Yes, a clearly question and I have tried to find for months. And if you don’t want to read whole of this topic to get the answer, please follows 4 steps bellow:
Step 1. Clone and setup follow the guide on CVEDataFeed repository
> git clone https://github.com/cuongmx/CVEDataFeed.git
Step 2. Create a mongodb, use something like mlab or MongoDB Atlas
Step 3. Setup environments and run command to import database from NVD
> python3 cvedatafeed.py importonline
Step 4. Build a frontend to browser all collection from the MongoDB (like https://cvedata.com)
So, if you also don’t want to build a frontend, please visit my new product https://cvedata.com
In this topic, I will try to take some keynotes about the CVEData building process which main target is how to cover all functions of CVEDetails.
0. A story
I’m working as a security pentest and security consultant. So, Docx coding (reporting) is one of some main tasks which I work everyday. And one of some interesting bug types which I like to report is “Using Components with Known Vulnerabilities” because my simple task is paste the link’s product at the cvedetails.com. In that way, I have been big fan of CVEDetails. However, one day, as usually, after pasting the link to my report, I sent to my customer and take a coffee. One moments, my kindly customer reply “Where are my CVEs on 2020?”

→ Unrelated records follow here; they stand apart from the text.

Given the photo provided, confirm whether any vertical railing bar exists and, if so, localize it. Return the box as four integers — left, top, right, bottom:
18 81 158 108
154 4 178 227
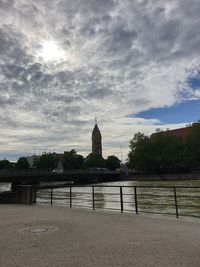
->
51 187 53 206
174 187 179 218
29 186 33 206
92 186 95 210
120 186 124 212
134 186 138 215
69 185 72 208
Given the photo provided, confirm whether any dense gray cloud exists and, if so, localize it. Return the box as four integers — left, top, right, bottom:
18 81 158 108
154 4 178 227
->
0 0 200 160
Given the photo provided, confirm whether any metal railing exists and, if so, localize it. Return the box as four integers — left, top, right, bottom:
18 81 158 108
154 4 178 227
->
36 185 200 218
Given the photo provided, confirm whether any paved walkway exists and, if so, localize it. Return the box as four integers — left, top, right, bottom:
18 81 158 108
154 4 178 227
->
0 205 200 267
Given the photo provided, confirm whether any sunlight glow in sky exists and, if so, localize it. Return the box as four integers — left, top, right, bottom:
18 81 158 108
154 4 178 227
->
38 41 65 63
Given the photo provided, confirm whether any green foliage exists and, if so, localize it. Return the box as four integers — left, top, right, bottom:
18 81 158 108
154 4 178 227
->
105 155 121 170
128 128 189 171
0 159 13 169
15 157 30 170
185 122 200 167
34 153 58 170
62 149 84 170
84 153 105 169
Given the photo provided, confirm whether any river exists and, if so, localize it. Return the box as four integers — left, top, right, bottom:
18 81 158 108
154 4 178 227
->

Oh man, there is not any update on CVEDetails from Nov 2019
Do something like a trending fan, I tried to find some alternative:
Do thing like a big fan, I wrote email for the author (Mr Serkan Özkan) to try get update.
Mr. Serkan Özkan was pleased to reply to me and send me another good products (vulniq.com). However, I could not find a familiarity on it :(
So, in the email to Mr Serkan Özkan, I promised to build another site if he discontinues CVEDetails.
I am a respectful credibility person. So, about last month, I starting research about the CVEDetails. Fortunately, I found 2 keywords make this task be very possible:
1. NVD Datasource
NVD (National Vulnerability Database - https://nvd.nist.gov/) is the original datasource and fastest update about the CVE (not cve.mitre.org). Staff at NVD is very hard working, they release CVE update every 2h, including holiday (❤). And to make clearly, CVEDetails or CVEData or any CVE site, they just show data from NVD in difference ways.
To feed data from NVD, you just need download Json file from https://nvd.nist.gov/vuln/data-feeds (all CVE Data from 1999). And to keep update data, you need follow CVE-Modified and CVE-Recent. A note: CVE-Modified and CVE-Recent just stored recent data in 7 days, and you must keep run update job in every 7 days.
2. CPE Name
CPE (Common Platform Enumeration — https://nvd.nist.gov/products/cpe) is a naming scheme which is defined by NVD to unique system, software, packages as URI string.
For example:
cpe:2.3:o:linux:linux_kernel:2.4.7:*:*:*:*:*:*:* is used to define the Linux Kernel product, version 2.4.7 by Linux vendor, type is Operating system. CPE:2.3 is version of CVE.
3. Some others
There are some other problems which I resolved:
Vulnerability type
This is a very useful feature in CVEDetails. However, it’s not in original NVD data. As author, he matching keyword and CWE to classify.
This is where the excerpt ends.